Äggakaka (English: Egg cake) is a traditional Scanian dish that is similar to kolbullar or oven pancake (ugnspankaka), that is served with fried slices of pork belly and lingon berries. It used to be made for farmworkers as it was easy to wrap up and eat out on the fields.

Preparation 
When making äggakaka a batter similar to pancakes is prepared, but with more eggs and flour to make a creamier consistency. It is also common that grounded black pepper is added to the batter. For frying; either the fat left over from the pork mixed with butter is used, or just plain butter. When frying with just plain butter, the melted butter is later poured over the finished äggakaka as it contains a rich pork flavor.

During cooking enough batter needs to be poured into the pan to create a thickness of at least 5 centimeters. To prevent burning of the äggakaka's underside the batter needs to be lifted continuously until it has a firm but creamy consistency.

When the batter has almost solidified it is time to flip the cake. A big plate is put on the pan, which is then turned upside-down. More butter is added to the pan, and, when melted,  the äggakaka is carefully returned into the pan by letting it slide off the plate, with the uncooked side downwards. When both sides are golden brown the äggakaka is finished.

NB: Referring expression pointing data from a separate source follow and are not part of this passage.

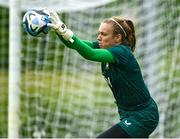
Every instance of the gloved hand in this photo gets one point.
(59, 26)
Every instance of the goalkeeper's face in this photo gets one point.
(106, 37)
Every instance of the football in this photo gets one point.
(35, 22)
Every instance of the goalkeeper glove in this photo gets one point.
(59, 26)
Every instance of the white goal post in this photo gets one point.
(54, 92)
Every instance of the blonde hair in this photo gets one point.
(124, 27)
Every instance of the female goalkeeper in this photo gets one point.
(114, 49)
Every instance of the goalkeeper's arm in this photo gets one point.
(85, 49)
(71, 41)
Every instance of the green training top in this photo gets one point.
(120, 70)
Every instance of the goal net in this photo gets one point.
(63, 95)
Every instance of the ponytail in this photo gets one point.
(131, 38)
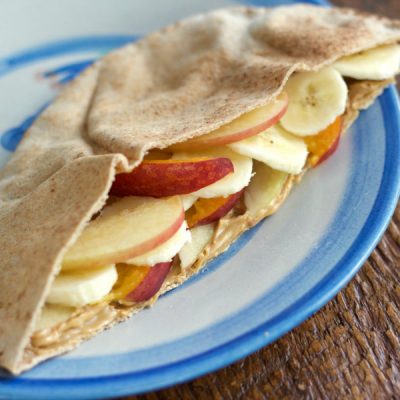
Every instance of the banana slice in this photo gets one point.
(51, 315)
(80, 288)
(276, 148)
(201, 236)
(231, 183)
(377, 64)
(316, 99)
(166, 251)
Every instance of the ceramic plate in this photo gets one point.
(272, 278)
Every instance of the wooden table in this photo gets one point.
(349, 349)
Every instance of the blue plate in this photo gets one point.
(272, 278)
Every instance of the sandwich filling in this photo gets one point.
(168, 213)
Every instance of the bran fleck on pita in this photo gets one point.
(181, 82)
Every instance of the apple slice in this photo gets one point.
(188, 200)
(231, 183)
(151, 283)
(246, 125)
(201, 236)
(161, 178)
(325, 143)
(206, 211)
(126, 228)
(265, 187)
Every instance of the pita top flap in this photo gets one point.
(203, 72)
(181, 82)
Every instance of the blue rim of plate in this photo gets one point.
(313, 300)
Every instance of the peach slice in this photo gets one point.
(248, 124)
(206, 211)
(125, 229)
(161, 178)
(325, 143)
(151, 283)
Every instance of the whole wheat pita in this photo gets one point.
(181, 82)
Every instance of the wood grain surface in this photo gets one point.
(350, 349)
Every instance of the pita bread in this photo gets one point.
(180, 82)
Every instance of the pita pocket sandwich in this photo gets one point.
(157, 157)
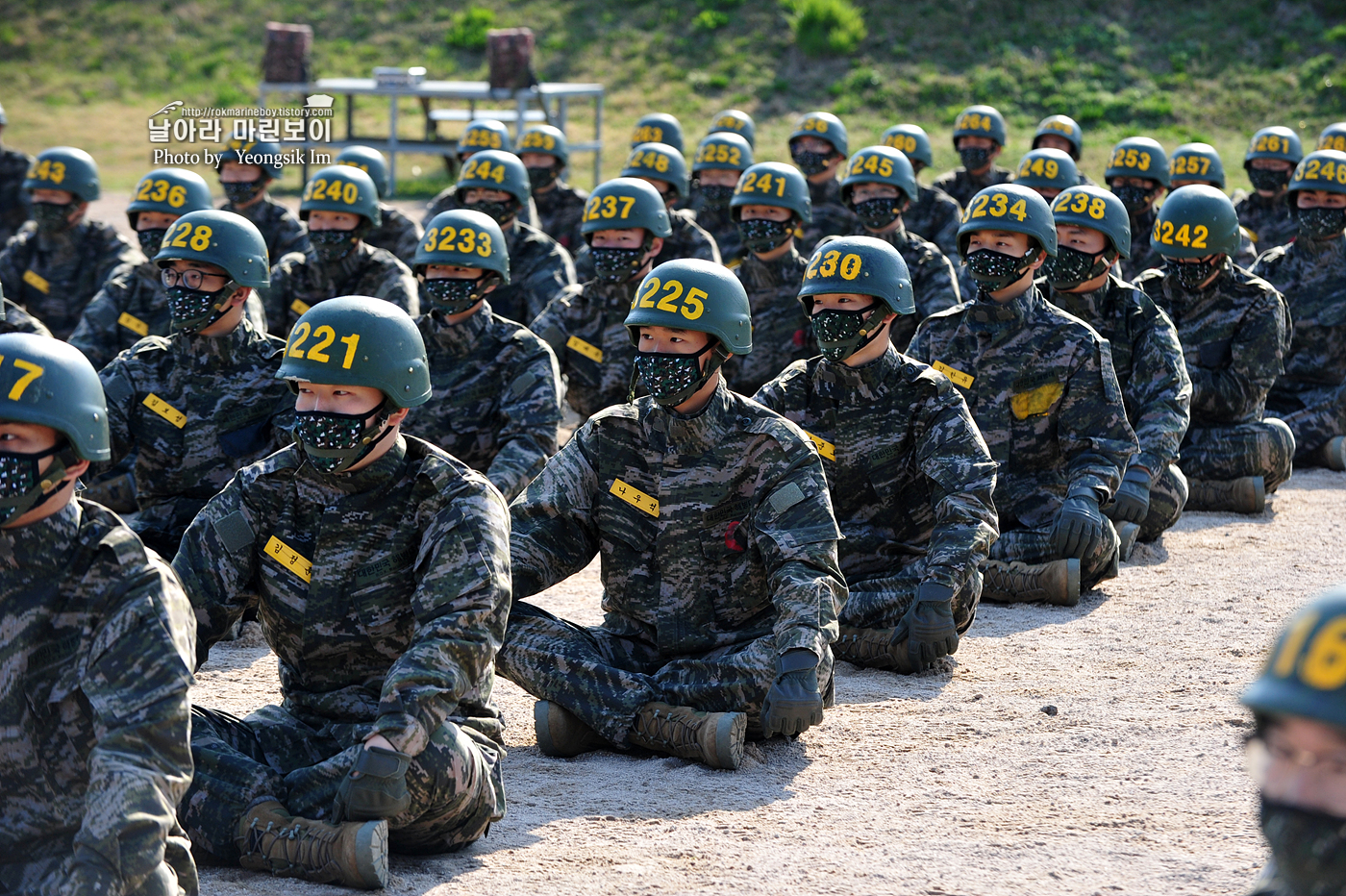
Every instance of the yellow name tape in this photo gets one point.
(289, 559)
(165, 411)
(134, 323)
(635, 497)
(825, 447)
(592, 353)
(956, 376)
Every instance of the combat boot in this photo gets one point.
(350, 855)
(1242, 495)
(561, 734)
(1013, 583)
(874, 649)
(713, 738)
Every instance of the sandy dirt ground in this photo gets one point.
(1094, 750)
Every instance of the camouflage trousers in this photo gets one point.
(1034, 546)
(1220, 454)
(881, 602)
(1167, 498)
(605, 678)
(1315, 416)
(455, 782)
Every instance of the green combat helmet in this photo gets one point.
(659, 162)
(979, 121)
(370, 162)
(659, 127)
(911, 141)
(1197, 162)
(1062, 127)
(467, 239)
(1047, 170)
(47, 383)
(735, 121)
(688, 293)
(353, 340)
(64, 168)
(1100, 211)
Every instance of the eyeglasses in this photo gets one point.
(190, 279)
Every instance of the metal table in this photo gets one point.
(552, 100)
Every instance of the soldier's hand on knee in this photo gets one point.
(794, 701)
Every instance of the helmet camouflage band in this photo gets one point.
(1060, 127)
(1007, 206)
(340, 188)
(860, 265)
(466, 239)
(64, 168)
(773, 184)
(1195, 221)
(360, 340)
(1097, 209)
(659, 162)
(1137, 158)
(689, 293)
(911, 141)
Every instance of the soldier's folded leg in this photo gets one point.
(1222, 454)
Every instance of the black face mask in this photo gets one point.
(150, 239)
(1309, 848)
(810, 163)
(51, 218)
(239, 194)
(1268, 178)
(995, 269)
(1136, 199)
(1072, 266)
(975, 158)
(877, 214)
(760, 235)
(454, 296)
(1318, 224)
(333, 245)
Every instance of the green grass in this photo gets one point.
(1195, 70)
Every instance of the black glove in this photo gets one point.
(1079, 528)
(928, 626)
(1131, 504)
(376, 785)
(794, 703)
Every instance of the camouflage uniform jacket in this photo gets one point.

Unlike kolbullen, äggakaka is made with a generous amount of eggs, thereof the name, and is fried in lots of butter. Äggakaka also requires proper kitchen equipment. According to some recipes, the äggakaka needs to be baked in an oven, but then it becomes more similar to an oven pancake and loses its characteristic butter fried surface.

Serving 
Äggakaka is always served with fried smoked pork. The fried pork is sometimes sliced or diced into the batter before cooking the äggakaka. However, this causes the pork flavor to become weak. It is therefore more common to fry the pork separately, and then add it on top the finished äggakaka together with its melted fat.

Lingonberry jam is a common condiment to äggakaka. This is however a newer tradition as there is only a limited amount of lingonberries in the Scanian nature. A more common condiment in the older days used to be apple sauce or butter fried apple slices.